La Messia ne sait pas lire, mais elle sait beaucoup de choses qui sont connues d’elle seule et elle les dit avec une propriété de termes qui étonne les lettrés. Parle-t-elle d’un bâtiment qui court la mer, elle prend sans s’en douter, tout naturellement, le vocabulaire des marins ; elle sait le nom des mâts, des amarres, la rose des vents, court de bâbord à tribord, renfloue, agrène, carrège, alargue, mange le vent, tient le lof, comme si elle n’avait fait que cela toute sa vie. Elle sait les mots techniques de tous les métiers : elle-même en a exercé plusieurs.

Tailleuse dans sa jeunesse, elle devint, sa vue baissant, piqueuse de couvertures, et, malgré le rude travail auquel elle s’astreint pour vivre, elle trouve beaucoup de temps pour ses dévotions. Chaque jour, l’hiver ou l’été, qu’il pleuve ou neige, elle sort à la brume et va prier. Sa piété satisfaite, elle raconte des histoires ; elle en sait des milliers et n’en a oublié aucune ; elle les dit toutes avec la grâce, la verve, la chaleur et l’expression qu’elle avait à vingt ans.
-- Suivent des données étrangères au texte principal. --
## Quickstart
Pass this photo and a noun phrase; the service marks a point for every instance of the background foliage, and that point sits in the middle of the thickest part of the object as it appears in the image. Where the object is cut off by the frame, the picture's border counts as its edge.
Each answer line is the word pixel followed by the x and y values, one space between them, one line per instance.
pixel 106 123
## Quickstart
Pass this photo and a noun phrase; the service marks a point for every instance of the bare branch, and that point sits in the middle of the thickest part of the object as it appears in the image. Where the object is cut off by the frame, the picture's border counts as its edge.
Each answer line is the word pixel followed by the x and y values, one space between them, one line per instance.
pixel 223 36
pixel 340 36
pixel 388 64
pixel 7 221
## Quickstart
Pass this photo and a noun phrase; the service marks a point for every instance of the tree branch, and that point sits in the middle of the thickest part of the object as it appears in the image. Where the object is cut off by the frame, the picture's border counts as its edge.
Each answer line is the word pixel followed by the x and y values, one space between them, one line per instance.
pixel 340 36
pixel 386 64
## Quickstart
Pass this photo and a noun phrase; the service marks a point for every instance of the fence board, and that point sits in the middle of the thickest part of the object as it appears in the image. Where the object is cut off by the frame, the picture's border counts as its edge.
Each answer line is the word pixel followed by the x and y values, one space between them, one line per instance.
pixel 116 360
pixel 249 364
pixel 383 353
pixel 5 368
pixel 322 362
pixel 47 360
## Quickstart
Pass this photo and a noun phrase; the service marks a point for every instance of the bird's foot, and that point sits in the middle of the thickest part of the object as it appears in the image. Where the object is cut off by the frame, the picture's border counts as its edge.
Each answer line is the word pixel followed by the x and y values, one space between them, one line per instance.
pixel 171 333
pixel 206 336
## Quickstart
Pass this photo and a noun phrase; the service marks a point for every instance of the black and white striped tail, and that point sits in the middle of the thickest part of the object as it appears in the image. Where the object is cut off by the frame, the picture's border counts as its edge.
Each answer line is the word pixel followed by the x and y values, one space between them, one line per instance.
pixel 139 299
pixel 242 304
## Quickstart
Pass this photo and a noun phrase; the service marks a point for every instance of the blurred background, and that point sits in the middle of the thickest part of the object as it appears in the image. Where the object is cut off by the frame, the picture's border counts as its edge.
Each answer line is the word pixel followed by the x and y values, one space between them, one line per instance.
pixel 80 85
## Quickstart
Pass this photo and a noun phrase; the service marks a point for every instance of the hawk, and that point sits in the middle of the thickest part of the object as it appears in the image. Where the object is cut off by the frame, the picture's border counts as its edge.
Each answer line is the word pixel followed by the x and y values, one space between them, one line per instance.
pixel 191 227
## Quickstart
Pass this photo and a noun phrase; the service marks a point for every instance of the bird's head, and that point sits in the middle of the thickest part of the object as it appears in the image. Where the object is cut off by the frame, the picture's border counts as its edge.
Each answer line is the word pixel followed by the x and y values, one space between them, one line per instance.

C’est une mimique étonnante, un continuel mouvement des yeux, des bras, des pieds, de la personne entière, un perpétuel changement d’attitudes, une incessante agitation du corps qui s’incline, se dresse, va et vient par toute la chambre, se couche presque à terre ou bondit comme pour s’envoler ; un roulement de la voix qui prend tous les tons, parcourt toutes les gammes, tour à tour douce et grave, d’une solennelle lenteur ou d’une volubilité haletante, émue, effrayée, vibrante, allègre comme un éclat de rire, habile surtout à emprunter tous les accents, toutes les intonations des personnages que l’admirable conteuse met en jeu.